Untung Caleg : Catatan Rohaniman

para-undanganPada perayaan Natal Oikumene Nagori Jorlang Huluan dan Sihaporas tadi, 29/12 ada banyak caleg yang datang. Beberapa diantaranya adalah dari beberapa Caleg di daerah pemilihan IV, Kab Simalungun. Hadir disitu Piliaman Simarmata, SH yang sekarang katanya adalah Anggota Komisi I DPRD Simalungun membidangi KeNagorian; kemudian ada juga Bernard Damanik dari Bahliran sekarang Sekretaris Partai PIB Kab Simalungun; juga dari Partai yang sama adalah Sanju Sidabutar, seorang muda yang katanya tinggal dan menetap di Sarimatondang Sidamanik.

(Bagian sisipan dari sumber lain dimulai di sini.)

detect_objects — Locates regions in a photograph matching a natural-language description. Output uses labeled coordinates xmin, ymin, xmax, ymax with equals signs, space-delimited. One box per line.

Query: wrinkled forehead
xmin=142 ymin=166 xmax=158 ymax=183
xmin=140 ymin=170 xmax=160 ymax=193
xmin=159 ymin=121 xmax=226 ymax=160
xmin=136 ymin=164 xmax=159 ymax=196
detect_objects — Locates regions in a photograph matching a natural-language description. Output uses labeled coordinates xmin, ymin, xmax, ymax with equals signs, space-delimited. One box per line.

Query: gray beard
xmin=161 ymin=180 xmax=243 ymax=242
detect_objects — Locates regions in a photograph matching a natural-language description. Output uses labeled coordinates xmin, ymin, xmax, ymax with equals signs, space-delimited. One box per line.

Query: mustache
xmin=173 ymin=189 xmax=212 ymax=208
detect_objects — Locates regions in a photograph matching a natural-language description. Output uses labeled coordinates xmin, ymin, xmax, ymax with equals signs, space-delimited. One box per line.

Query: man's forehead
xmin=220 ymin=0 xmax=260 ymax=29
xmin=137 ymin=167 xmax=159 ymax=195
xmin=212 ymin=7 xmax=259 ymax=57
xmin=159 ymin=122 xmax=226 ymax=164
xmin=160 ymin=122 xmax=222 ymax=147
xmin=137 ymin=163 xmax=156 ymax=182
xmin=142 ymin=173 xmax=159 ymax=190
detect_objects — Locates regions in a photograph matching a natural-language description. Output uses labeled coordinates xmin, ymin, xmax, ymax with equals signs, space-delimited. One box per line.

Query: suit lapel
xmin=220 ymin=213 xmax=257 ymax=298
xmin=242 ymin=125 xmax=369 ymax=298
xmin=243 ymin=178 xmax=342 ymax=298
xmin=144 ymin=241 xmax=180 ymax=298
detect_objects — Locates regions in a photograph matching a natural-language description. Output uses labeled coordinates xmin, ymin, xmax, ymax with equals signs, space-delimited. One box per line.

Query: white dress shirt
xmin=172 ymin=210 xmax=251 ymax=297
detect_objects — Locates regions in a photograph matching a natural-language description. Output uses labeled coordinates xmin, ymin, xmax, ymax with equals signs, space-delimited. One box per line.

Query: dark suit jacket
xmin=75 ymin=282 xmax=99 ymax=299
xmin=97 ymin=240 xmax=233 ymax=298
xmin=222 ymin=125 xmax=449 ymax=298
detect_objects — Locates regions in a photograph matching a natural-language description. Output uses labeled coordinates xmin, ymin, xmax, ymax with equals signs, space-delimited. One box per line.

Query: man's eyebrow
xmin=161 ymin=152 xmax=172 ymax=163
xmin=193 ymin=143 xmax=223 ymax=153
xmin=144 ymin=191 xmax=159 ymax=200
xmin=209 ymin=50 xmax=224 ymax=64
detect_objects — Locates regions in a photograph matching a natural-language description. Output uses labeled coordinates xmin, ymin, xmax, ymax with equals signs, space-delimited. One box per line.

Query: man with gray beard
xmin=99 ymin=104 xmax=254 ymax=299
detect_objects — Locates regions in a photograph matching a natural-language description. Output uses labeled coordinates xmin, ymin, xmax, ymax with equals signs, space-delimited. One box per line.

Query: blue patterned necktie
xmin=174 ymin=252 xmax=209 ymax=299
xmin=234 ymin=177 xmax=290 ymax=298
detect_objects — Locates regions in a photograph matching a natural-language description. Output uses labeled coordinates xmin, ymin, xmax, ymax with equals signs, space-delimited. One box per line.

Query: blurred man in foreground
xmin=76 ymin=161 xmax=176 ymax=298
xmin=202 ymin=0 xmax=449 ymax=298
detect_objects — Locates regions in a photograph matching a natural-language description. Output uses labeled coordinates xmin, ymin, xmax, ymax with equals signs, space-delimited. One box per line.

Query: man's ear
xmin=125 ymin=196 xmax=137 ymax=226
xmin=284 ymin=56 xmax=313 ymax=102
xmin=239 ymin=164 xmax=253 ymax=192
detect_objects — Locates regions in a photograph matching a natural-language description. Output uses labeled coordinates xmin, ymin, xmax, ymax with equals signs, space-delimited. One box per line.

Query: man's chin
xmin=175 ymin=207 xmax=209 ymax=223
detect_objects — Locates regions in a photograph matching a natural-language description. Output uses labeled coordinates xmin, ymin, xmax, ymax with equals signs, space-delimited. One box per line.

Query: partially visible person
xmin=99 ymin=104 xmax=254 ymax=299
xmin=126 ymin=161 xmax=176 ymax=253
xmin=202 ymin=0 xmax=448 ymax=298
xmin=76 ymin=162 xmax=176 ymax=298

Lalu ada juga Pasu Malau, SH, MH yang meminta belas kasih semua orang karena katanya dia sudah sering menjadi calon dan belum pernah sekali pun menang. Dari Tk Propinsi dan Pusat hadir Jhon Raiporman Saragih dari Barnas; juga Sotarman Saragih dari PDIP, yang adalah juga seorang dokter namun meninggalkan jabatan fungsi PNS.

Entah bagaimana orang yang hadir dalam acara Perayaan Natal ini dapat mengingat semua kata-kata sambutan dari para calon ini. Mereka menghabiskan waktu dengan memberi perkenalan pada mulanya, sebatas pada nama dan marga, kemudian keluarga istri dan anak, hulahula dlsb kemudian meluas ke kecamatan, ke kabupaten dan akhirnya memang sampai juga ke SBY dan sebagian nyerempet ke AS. Rata-rata mereka memang melakoni yang disebut memperkenalkan diri dan meminta simpati, atau katakanlah sebagai kampanye.

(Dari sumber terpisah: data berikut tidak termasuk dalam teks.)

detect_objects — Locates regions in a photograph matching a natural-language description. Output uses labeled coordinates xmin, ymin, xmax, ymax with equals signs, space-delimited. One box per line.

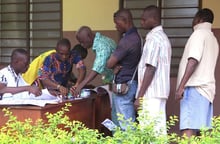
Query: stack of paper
xmin=0 ymin=99 xmax=59 ymax=107
xmin=0 ymin=89 xmax=60 ymax=107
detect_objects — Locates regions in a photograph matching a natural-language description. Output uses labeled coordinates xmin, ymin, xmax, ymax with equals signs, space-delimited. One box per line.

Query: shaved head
xmin=11 ymin=48 xmax=30 ymax=74
xmin=76 ymin=26 xmax=94 ymax=48
xmin=76 ymin=26 xmax=92 ymax=41
xmin=114 ymin=8 xmax=133 ymax=23
xmin=113 ymin=8 xmax=134 ymax=33
xmin=11 ymin=48 xmax=29 ymax=63
xmin=143 ymin=5 xmax=161 ymax=23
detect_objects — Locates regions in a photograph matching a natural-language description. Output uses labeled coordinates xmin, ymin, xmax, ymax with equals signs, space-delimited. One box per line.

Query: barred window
xmin=0 ymin=0 xmax=62 ymax=64
xmin=121 ymin=0 xmax=201 ymax=76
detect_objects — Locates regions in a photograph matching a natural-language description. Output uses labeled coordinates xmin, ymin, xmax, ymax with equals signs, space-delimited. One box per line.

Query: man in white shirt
xmin=175 ymin=8 xmax=219 ymax=138
xmin=0 ymin=49 xmax=42 ymax=99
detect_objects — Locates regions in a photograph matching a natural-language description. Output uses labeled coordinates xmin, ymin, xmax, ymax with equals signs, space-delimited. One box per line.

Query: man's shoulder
xmin=40 ymin=50 xmax=56 ymax=57
xmin=147 ymin=29 xmax=169 ymax=43
xmin=95 ymin=32 xmax=115 ymax=42
xmin=119 ymin=31 xmax=141 ymax=46
xmin=0 ymin=65 xmax=9 ymax=72
xmin=42 ymin=53 xmax=57 ymax=65
xmin=0 ymin=66 xmax=11 ymax=79
xmin=94 ymin=33 xmax=116 ymax=50
xmin=46 ymin=52 xmax=56 ymax=59
xmin=0 ymin=68 xmax=6 ymax=74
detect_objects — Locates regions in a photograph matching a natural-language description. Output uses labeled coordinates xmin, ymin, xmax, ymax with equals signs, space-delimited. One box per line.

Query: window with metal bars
xmin=121 ymin=0 xmax=201 ymax=76
xmin=0 ymin=0 xmax=62 ymax=64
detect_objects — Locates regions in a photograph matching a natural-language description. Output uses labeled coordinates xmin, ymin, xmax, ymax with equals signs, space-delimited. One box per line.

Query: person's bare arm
xmin=41 ymin=79 xmax=68 ymax=96
xmin=40 ymin=78 xmax=59 ymax=90
xmin=106 ymin=54 xmax=123 ymax=75
xmin=134 ymin=64 xmax=156 ymax=109
xmin=0 ymin=83 xmax=42 ymax=96
xmin=175 ymin=58 xmax=198 ymax=100
xmin=74 ymin=67 xmax=86 ymax=88
xmin=72 ymin=70 xmax=98 ymax=96
xmin=107 ymin=55 xmax=118 ymax=69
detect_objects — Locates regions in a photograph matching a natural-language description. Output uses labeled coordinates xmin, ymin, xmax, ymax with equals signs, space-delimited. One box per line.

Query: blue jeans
xmin=111 ymin=80 xmax=137 ymax=130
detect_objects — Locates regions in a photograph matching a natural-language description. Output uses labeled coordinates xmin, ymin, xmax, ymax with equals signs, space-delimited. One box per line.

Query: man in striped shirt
xmin=135 ymin=5 xmax=172 ymax=135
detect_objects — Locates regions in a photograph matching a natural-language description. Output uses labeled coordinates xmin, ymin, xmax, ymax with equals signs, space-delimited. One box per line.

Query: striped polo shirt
xmin=137 ymin=25 xmax=171 ymax=99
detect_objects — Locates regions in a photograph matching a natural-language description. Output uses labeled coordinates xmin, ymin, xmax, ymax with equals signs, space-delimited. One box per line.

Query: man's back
xmin=177 ymin=22 xmax=219 ymax=102
xmin=92 ymin=32 xmax=116 ymax=83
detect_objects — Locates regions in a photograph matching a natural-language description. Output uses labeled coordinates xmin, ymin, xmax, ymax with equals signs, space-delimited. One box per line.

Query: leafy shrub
xmin=0 ymin=103 xmax=104 ymax=144
xmin=1 ymin=103 xmax=220 ymax=144
xmin=168 ymin=116 xmax=220 ymax=144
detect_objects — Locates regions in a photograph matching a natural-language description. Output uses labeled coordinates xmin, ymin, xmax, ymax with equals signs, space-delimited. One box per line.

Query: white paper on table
xmin=0 ymin=99 xmax=58 ymax=107
xmin=0 ymin=89 xmax=60 ymax=107
xmin=29 ymin=89 xmax=58 ymax=100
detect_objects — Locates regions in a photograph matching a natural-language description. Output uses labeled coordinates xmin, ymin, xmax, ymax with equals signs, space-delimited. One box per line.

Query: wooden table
xmin=0 ymin=97 xmax=96 ymax=129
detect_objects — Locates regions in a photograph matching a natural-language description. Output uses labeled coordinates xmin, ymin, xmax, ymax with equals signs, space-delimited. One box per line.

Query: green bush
xmin=0 ymin=103 xmax=104 ymax=144
xmin=1 ymin=103 xmax=220 ymax=144
xmin=168 ymin=116 xmax=220 ymax=144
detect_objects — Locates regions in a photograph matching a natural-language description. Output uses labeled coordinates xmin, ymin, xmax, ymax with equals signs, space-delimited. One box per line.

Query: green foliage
xmin=168 ymin=116 xmax=220 ymax=144
xmin=0 ymin=103 xmax=103 ymax=144
xmin=1 ymin=102 xmax=220 ymax=144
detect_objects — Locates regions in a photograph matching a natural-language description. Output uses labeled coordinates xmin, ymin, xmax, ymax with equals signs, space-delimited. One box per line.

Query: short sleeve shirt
xmin=92 ymin=32 xmax=116 ymax=83
xmin=177 ymin=22 xmax=219 ymax=102
xmin=0 ymin=65 xmax=29 ymax=98
xmin=113 ymin=27 xmax=142 ymax=83
xmin=38 ymin=50 xmax=85 ymax=86
xmin=137 ymin=26 xmax=171 ymax=99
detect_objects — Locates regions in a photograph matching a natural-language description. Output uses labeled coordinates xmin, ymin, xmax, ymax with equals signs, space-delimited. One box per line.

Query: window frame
xmin=0 ymin=0 xmax=62 ymax=64
xmin=120 ymin=0 xmax=201 ymax=76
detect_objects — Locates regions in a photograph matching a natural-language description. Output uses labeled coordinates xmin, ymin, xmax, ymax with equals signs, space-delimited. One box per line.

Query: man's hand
xmin=28 ymin=86 xmax=42 ymax=96
xmin=113 ymin=65 xmax=122 ymax=74
xmin=70 ymin=85 xmax=81 ymax=98
xmin=175 ymin=58 xmax=198 ymax=101
xmin=175 ymin=87 xmax=184 ymax=101
xmin=134 ymin=98 xmax=141 ymax=111
xmin=58 ymin=85 xmax=68 ymax=97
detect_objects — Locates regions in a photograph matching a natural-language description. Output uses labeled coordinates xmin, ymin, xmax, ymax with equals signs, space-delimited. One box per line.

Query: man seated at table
xmin=22 ymin=49 xmax=56 ymax=86
xmin=22 ymin=43 xmax=87 ymax=87
xmin=0 ymin=49 xmax=42 ymax=99
xmin=38 ymin=38 xmax=86 ymax=97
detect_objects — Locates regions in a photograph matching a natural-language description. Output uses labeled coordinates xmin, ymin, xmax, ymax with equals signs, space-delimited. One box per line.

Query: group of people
xmin=0 ymin=5 xmax=219 ymax=139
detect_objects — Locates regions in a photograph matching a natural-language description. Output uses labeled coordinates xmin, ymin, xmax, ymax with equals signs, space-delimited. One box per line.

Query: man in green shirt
xmin=73 ymin=26 xmax=116 ymax=95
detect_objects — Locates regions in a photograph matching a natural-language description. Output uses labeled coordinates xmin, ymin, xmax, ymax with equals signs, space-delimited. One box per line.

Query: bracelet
xmin=57 ymin=84 xmax=61 ymax=90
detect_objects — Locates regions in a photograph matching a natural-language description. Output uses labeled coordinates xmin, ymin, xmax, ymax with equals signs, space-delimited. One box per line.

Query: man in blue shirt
xmin=107 ymin=9 xmax=142 ymax=130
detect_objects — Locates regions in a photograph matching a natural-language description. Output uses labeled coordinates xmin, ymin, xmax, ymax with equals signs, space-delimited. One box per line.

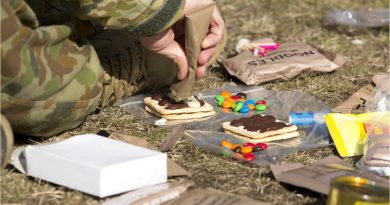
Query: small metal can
xmin=327 ymin=176 xmax=389 ymax=205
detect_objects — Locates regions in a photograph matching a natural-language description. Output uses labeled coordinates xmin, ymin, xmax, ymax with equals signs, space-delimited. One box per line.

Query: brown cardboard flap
xmin=164 ymin=188 xmax=269 ymax=205
xmin=109 ymin=133 xmax=191 ymax=177
xmin=169 ymin=3 xmax=215 ymax=101
xmin=270 ymin=156 xmax=389 ymax=195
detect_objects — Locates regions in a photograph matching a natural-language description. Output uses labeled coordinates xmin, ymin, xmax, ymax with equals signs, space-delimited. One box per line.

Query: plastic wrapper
xmin=119 ymin=85 xmax=331 ymax=165
xmin=356 ymin=84 xmax=390 ymax=176
xmin=325 ymin=9 xmax=389 ymax=27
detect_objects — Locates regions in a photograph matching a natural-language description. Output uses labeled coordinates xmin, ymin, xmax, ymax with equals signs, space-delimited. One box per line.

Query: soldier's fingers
xmin=202 ymin=8 xmax=224 ymax=49
xmin=198 ymin=47 xmax=216 ymax=66
xmin=196 ymin=63 xmax=208 ymax=79
xmin=160 ymin=41 xmax=188 ymax=80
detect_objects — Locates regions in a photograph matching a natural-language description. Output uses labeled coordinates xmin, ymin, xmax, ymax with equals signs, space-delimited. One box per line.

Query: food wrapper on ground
xmin=164 ymin=187 xmax=269 ymax=205
xmin=102 ymin=181 xmax=192 ymax=205
xmin=357 ymin=122 xmax=390 ymax=176
xmin=271 ymin=156 xmax=389 ymax=195
xmin=223 ymin=41 xmax=345 ymax=85
xmin=334 ymin=72 xmax=389 ymax=114
xmin=324 ymin=112 xmax=390 ymax=157
xmin=325 ymin=8 xmax=390 ymax=27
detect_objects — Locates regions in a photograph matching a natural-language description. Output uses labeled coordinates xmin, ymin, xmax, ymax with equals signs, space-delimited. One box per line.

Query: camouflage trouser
xmin=1 ymin=0 xmax=105 ymax=137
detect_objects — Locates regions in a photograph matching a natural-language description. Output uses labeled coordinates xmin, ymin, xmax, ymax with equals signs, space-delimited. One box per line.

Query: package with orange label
xmin=324 ymin=112 xmax=390 ymax=157
xmin=356 ymin=120 xmax=390 ymax=176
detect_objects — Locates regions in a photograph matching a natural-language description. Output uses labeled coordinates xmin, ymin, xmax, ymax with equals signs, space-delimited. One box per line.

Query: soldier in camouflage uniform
xmin=0 ymin=0 xmax=226 ymax=167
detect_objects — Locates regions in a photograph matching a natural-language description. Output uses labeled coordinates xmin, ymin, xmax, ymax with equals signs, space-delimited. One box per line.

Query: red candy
xmin=230 ymin=96 xmax=240 ymax=102
xmin=243 ymin=142 xmax=255 ymax=148
xmin=256 ymin=100 xmax=267 ymax=105
xmin=243 ymin=153 xmax=255 ymax=161
xmin=256 ymin=143 xmax=268 ymax=150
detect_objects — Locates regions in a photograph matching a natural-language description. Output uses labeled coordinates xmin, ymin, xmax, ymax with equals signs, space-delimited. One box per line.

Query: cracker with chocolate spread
xmin=144 ymin=94 xmax=215 ymax=120
xmin=223 ymin=114 xmax=299 ymax=142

Catatan pertama. Saya sebagai bagian dari panitia ini, atau sebagai penasehat dalam susunan kepanitiaan Natal Oikumene dua Nagori ini merasa kecolongan. Sebab dengan banyaknya waktu yang tersita oleh ramah tamah mereka, dan sayalah yang memang menuliskan acara “RAMAH TAMAH” ini, tetapi tidak memaksudkan bahwa waktu ini akan habis begitu lama. Baru pada pukul 15.00 Wib acara makan bersama dimulai; setelah dengan kesal setengah mati kontingen dari Sihaporas pulang dengan umpatan. Harus diakui memang, bahwa kepanitiaan kurang atau tidak memperhatikan lagi para undangan. Sehingga jika mereka yang bersungut-sungut bahwa Natal Oikumene kali ini sifatnya politis, dalam artian sempit mungkin mereka tidak salah-salah amat. Saat semua menanti dan terpaku pada lelang dan apa yang dikatakan oleh para caleg sebagai sumbangannya untuk pesta ini; banyak orang yang sudah kelaparan setengah mati, tak tahu mau bilang apa. Saya sendiri dengan keadaan itu memang akhirnya tidak memakan sebutir pun nasi yang disediakan oleh panitia.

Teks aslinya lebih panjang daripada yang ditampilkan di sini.